1.《ネタバレ》 映像化作品が原作を超えられない例は沢山ありますが、個人的にはこの作品は超えてると思います。原作を少しアレンジして人物描写を深くし、ドラマ性を高める手法が功を奏してなかなか感動できる青春ものになってるから。落ちこぼれ高校生たちが学歴最高峰といわれる東京大学の合格を目指すストーリーを主軸に書かれたこのドラマはウケ狙いのコメディじゃなくて、苦くても痛くても社会の現実に打たれながらも自力で生きろ!の意氣込みが描かれた、良いドラマでした。以下は原作にないこのドラマの、良いアレンジ部分。

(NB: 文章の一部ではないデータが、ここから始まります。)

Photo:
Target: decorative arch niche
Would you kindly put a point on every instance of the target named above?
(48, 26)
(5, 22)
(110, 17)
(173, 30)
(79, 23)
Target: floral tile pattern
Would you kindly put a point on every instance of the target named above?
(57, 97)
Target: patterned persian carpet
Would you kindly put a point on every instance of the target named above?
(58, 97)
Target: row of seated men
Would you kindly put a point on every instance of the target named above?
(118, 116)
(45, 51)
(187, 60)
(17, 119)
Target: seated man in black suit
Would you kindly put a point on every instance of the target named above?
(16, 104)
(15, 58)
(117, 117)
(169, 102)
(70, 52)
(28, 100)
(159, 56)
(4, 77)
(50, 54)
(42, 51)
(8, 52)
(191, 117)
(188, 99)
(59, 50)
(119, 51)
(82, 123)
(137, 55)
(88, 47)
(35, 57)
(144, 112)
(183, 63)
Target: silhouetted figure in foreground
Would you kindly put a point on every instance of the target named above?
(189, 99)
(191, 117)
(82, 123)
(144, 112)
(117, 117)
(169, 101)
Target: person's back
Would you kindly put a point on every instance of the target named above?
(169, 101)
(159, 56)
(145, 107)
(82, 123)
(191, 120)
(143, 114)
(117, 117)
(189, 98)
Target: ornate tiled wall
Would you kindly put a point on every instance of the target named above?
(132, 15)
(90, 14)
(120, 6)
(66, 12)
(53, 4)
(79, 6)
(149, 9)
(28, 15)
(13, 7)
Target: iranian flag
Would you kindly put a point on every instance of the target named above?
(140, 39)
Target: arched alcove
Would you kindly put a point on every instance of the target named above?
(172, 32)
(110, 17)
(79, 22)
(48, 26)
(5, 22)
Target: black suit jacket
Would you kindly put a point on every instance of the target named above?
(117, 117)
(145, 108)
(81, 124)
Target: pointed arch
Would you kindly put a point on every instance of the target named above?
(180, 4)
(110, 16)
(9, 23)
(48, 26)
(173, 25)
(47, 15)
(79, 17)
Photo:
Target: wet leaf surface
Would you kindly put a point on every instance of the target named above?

*主人公の弁護士・桜木健二が少年時代に暴走族として世間に無意味に刃向って生きてきた経験から、社会の本質と底辺の人間の扱われ方、そこからの生き方を現実味を持って物事を語れている。ヤクザ・大企業の社長・その他世間の成功者を相手に対峙しても正論で論破する技量を持ち、アクシデントや窮地にも微動だにせず対処して切り抜ける様は、役者の技量もあるが威風堂々とした凄味に溢れている。
*従来の教師の代表格の井野真々子は、おっちょこちょいでも生徒を真剣に想うという人間味ある設定が、桜木に振り回されながらも認められていた役として適任。
*生徒の矢島勇介を喧嘩早くても一本氣で思いやりあり、水野直美を甘えたがりだが素直になれないひねくれ者と設定して、このふたりを幼馴染の認められない初恋同士と位置付けた事で思春期の淡い恋愛も最小限度に描けている。両者の母親が生活苦で子供に満足な学業をさせられない葛藤と愛情の描き方も上手い。
*他のオリジナル生徒キャラにも、それぞれ現実的な家庭問題を背負わせており感情移入に一役買っている(緒方…優秀な親に蔑まれる。香坂…全くの放任。小林…甘やかし。奥野…弟との差別)。
*負けた者はなじられる事。しかし負けても【敗者】とは違う事を身をもって諭す桜木。 突き放されたのに心から感謝する一同。
久々の爽やかドラマでした。
※若干トリビア……特進クラス生徒の6人の役者さん達は、自分の地の性格と正反対なキャラを演じていた。